I had thought that perfect storm derived from Sebastian Junger’s novel The Perfect Storm, published in 1997 and made into a film in 2000. But the Oxford English Dictionary has unearthed an example of the term used by American meteorological folk in 1936.

It is more than putting the adjective perfect with the noun storm. Someone found that Thackeray, in Vanity Fair, had written of ‘a perfect storm of sympathy’. There, perfect is equivalent to absolute. That is rather like Dickens, or David Copperfield, observing that Miss Murdstone ‘was a perfect Lark in point of getting up’. You’d hardly expect to find her in a book called The Perfect Lark. The Spectator’s own late columnist P.J. Kavanagh played on meanings of perfect in the title of his memoir The Perfect Stranger, about his young wife, who died. It is possible to discover that an absolute stranger is perfect.

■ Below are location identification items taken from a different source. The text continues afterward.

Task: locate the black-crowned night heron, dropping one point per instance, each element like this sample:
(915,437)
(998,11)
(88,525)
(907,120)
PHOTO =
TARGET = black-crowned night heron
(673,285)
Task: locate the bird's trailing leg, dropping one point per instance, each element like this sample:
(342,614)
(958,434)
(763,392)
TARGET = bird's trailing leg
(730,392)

God is perfect in having perfections such as goodness and beauty in an infinite degree, yet that is not what is meant by the Book of Common Prayer’s Athanasian Creed calling Jesus Christ ‘Perfect God, and perfect Man: of a reasonable soul and human flesh subsisting’. It means ‘completely God and completely man’.

As the cherry of annoyance on the cake of cliché, I find that people are pronouncing the second syllable of perfect like that in prefect, instead of in the British way, as if spelt perfict. The change is perfectly unnecessary.